Make them tell your aunt they said it.


----------



## Selcien (Oct 31, 2008)

It looks like I'll be finding out just how funny this Jeff Dunham guy really is as his Three-Disc Blu-ray Collection (Arguing with Myself, Spark of Insanity, Very Special Christmas Special) is the deal of the day on amazon.com (1/3). The price, $36.95, and the fact that I never thought I'd ever be interested in this kind of humor just made it too good of a deal to pass up.

And in regards to the clip of the Manic Optimists, I found it to be the very opposite of funny, which, unfortunately, is my usual reaction when people post things that they think are funny.


----------



## sebat (Nov 16, 2008)

Selcien said:


> It looks like I'll be finding out just how funny this Jeff Dunham guy really is as his Three-Disc Blu-ray Collection (Arguing with Myself, Spark of Insanity, Very Special Christmas Special) is the deal of the day on amazon.com (1/3). The price, $36.95, and the fact that I never thought I'd ever be interested in this kind of humor just made it too good of a deal to pass up.
> 
> And in regards to the clip of the Manic Optimists, I found it to be the very opposite of funny, which, unfortunately, is my usual reaction when people post things that they think are funny.


They had all 3 shows on Comedy Central right before Christmas. They are all great. If I put them in order of favorite to least favorite, it would be...

1. Spark the Insanity
2. Very Special Christmas Special
3. Arguing with Myself

I could watch them over and over. I think you will get you moneys worth. Since watching them again, I've been running around the house screaming...I Kill You...at my husband. Luckily, DH has a good sense of humor.


----------



## soapy70 (Oct 29, 2008)

You'll love him! My boys bought me 3 of his dvds so far and we watched the Christmas special. I love him. The dead terrorist cracks me up!-I always laugh until I cry when I watch him!


----------



## Selcien (Oct 31, 2008)

Well, I've watched Arguing with Myself. Near the beginning it was almost too funny as I came very close to my threshold (I can only handle so much humour in a short span of time before I stop finding things funny, which is why I could never stand to watch Monty Python and the Holy Grail in one sitting despite enjoying every single skit as there's too much humour packed too closely together) but it leveled out, and I found it very enjoyable. I plan on listening to the commentary which is something that I rarely ever do.

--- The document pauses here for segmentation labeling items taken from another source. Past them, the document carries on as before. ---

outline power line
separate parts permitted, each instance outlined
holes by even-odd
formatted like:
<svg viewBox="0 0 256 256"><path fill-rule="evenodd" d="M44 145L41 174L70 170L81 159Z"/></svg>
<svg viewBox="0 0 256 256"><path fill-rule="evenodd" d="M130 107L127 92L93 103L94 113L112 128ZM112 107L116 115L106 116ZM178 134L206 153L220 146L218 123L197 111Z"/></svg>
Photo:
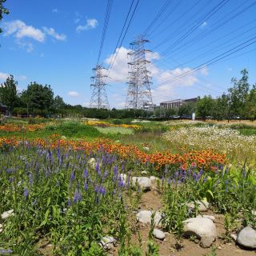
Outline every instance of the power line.
<svg viewBox="0 0 256 256"><path fill-rule="evenodd" d="M211 54L211 53L213 53L213 52L217 52L217 50L218 50L225 49L225 48L226 48L226 47L228 47L228 46L232 46L232 45L234 45L234 44L238 43L238 42L241 42L241 40L239 40L238 42L233 42L233 41L232 41L233 39L241 38L240 36L242 36L242 35L243 35L243 34L248 34L248 32L251 32L252 30L255 30L255 29L256 29L256 26L254 26L252 29L247 30L246 31L245 31L245 32L243 32L243 33L241 33L241 34L239 34L238 35L236 35L235 37L234 37L234 38L230 38L230 39L228 39L227 41L225 41L224 42L218 45L218 46L215 46L214 49L210 49L210 50L205 51L204 53L202 53L202 54L199 54L199 55L198 55L198 56L196 56L196 57L194 57L194 58L190 58L190 60L188 60L188 61L186 61L186 62L183 62L183 63L182 63L182 64L178 63L178 66L174 66L173 69L175 69L175 68L178 68L178 67L180 66L184 66L184 65L186 65L186 64L188 64L188 63L190 63L190 62L192 62L194 61L194 60L198 60L198 59L199 59L199 58L202 58L202 57L207 56L207 55L209 55L210 54ZM253 34L250 34L250 35L247 36L246 38L242 38L242 40L247 39L247 38L250 38L252 35L253 35ZM214 42L218 42L218 40L215 40ZM231 42L231 43L229 43L229 42ZM227 44L227 43L228 43L228 44ZM210 44L212 44L212 43L210 43ZM208 45L208 46L209 46L209 45Z"/></svg>
<svg viewBox="0 0 256 256"><path fill-rule="evenodd" d="M117 46L116 46L115 50L114 50L114 54L112 55L111 61L110 61L110 63L109 67L108 67L108 73L107 73L108 74L109 74L110 71L111 70L111 69L113 68L114 63L114 62L115 62L115 60L116 60L116 58L117 58L117 56L118 56L118 54L120 47L121 47L121 46L122 46L122 42L123 42L123 40L124 40L125 38L126 38L126 35L127 31L128 31L128 29L129 29L129 27L130 27L130 23L131 23L131 22L132 22L132 20L133 20L133 18L134 18L134 16L135 11L136 11L136 10L137 10L137 7L138 7L138 5L139 1L140 1L140 0L137 0L136 6L135 6L135 7L134 7L134 10L133 10L133 13L132 13L131 17L130 17L130 21L129 21L129 23L128 23L128 25L127 25L126 30L126 31L125 31L125 33L124 33L124 35L123 35L123 37L122 37L122 40L121 40L121 42L120 42L120 43L119 43L119 46L117 46L118 44L117 44ZM132 6L132 5L131 5L131 6ZM129 12L130 12L130 10L129 10ZM129 16L129 13L128 13L128 16ZM125 22L125 23L126 23L126 22ZM121 34L122 34L122 33L121 33ZM113 56L114 56L114 57L113 58ZM113 59L113 61L112 61L112 59ZM112 62L112 63L111 63L111 62Z"/></svg>
<svg viewBox="0 0 256 256"><path fill-rule="evenodd" d="M108 0L107 5L106 5L106 10L105 19L104 19L104 25L103 25L102 39L101 39L98 55L98 58L97 58L97 65L98 65L99 59L101 58L102 50L102 47L103 47L103 43L104 43L104 41L105 41L106 34L106 30L107 30L109 21L110 21L110 14L111 14L112 5L113 5L113 0Z"/></svg>
<svg viewBox="0 0 256 256"><path fill-rule="evenodd" d="M155 24L155 22L158 21L158 19L160 18L160 16L167 10L168 6L171 3L172 0L166 0L157 15L154 18L153 21L150 23L150 25L146 27L145 30L143 34L146 34L148 31L151 29L151 27Z"/></svg>
<svg viewBox="0 0 256 256"><path fill-rule="evenodd" d="M200 2L202 0L198 0L198 2ZM179 0L177 4L170 10L170 11L165 16L162 18L162 21L158 23L158 25L157 26L155 26L155 28L148 34L148 37L150 37L152 34L154 34L154 31L156 31L158 30L158 28L160 27L160 25L162 24L164 22L166 21L167 18L169 18L170 16L170 14L178 8L178 6L182 2L182 0ZM167 26L168 29L170 29L170 26Z"/></svg>
<svg viewBox="0 0 256 256"><path fill-rule="evenodd" d="M189 71L186 71L185 72L184 74L181 74L181 75L178 75L174 78L171 78L171 79L169 79L164 82L162 82L160 84L158 84L158 86L156 86L154 88L157 88L157 87L159 87L161 86L162 85L164 85L164 84L166 84L167 82L170 82L171 81L174 81L175 79L177 78L182 78L185 76L187 76L187 75L190 75L190 74L192 74L193 73L196 72L196 71L198 71L203 68L205 68L206 66L210 66L210 65L213 65L216 62L218 62L218 61L220 60L222 60L223 58L242 50L242 49L245 49L250 46L251 46L252 44L255 43L256 42L256 40L254 40L256 38L256 37L253 37L251 38L249 40L246 40L246 42L242 42L242 44L239 44L238 46L235 46L235 47L233 47L232 49L216 56L215 58L201 64L201 65L198 65L198 66L193 68L192 70L189 70ZM254 41L253 41L254 40ZM252 41L252 42L251 42ZM244 46L245 45L245 46ZM240 47L240 48L239 48ZM238 49L237 49L238 48ZM153 88L153 89L154 89Z"/></svg>
<svg viewBox="0 0 256 256"><path fill-rule="evenodd" d="M182 41L186 39L189 35L190 35L195 30L197 30L203 22L207 21L210 17L212 17L214 14L216 14L222 7L223 7L230 0L222 0L217 6L215 6L206 16L204 16L199 22L197 22L189 31L185 33L182 37L180 37L178 40L176 40L172 45L170 45L166 50L164 50L161 56L166 55L166 53L180 43Z"/></svg>
<svg viewBox="0 0 256 256"><path fill-rule="evenodd" d="M248 2L248 0L247 0ZM218 30L219 28L221 28L222 26L223 26L224 25L227 24L228 22L230 22L231 20L233 20L234 18L237 18L238 16L239 16L240 14L242 14L242 13L244 13L245 11L246 11L249 8L251 8L254 5L256 4L256 2L251 3L250 5L249 5L248 6L246 6L244 9L242 9L242 10L238 11L238 13L234 14L233 16L229 17L230 14L231 14L234 11L237 10L238 9L239 9L241 6L244 6L244 3L242 3L242 5L240 5L238 7L236 7L235 9L234 9L233 10L231 10L231 12L230 12L230 14L227 15L227 18L226 19L221 19L219 21L218 21L217 22L215 22L209 30L208 32L210 31L210 33L208 33L207 35L210 34L211 33L213 33L214 31L216 31L217 30ZM206 38L206 34L207 31L203 31L202 33L200 33L198 35L197 35L195 38L194 38L192 40L190 40L190 42L187 42L186 43L184 43L182 46L181 46L179 48L176 48L176 50L174 50L174 49L172 49L172 54L169 57L169 58L174 55L174 52L178 52L178 50L179 50L179 51L182 49L184 49L184 46L187 46L186 48L190 47L192 45L194 45L194 43L197 43L200 38Z"/></svg>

I never would have thought that I could ever like a ventriloquist but it looks like I've been proven wrong. My mom even liked it despite having issues with the language (bearing in mind that I chose the bleeped version when watching it with her), and some of the humour.

I'll need to watch the un-bleeped version but it's looking good so far.


----------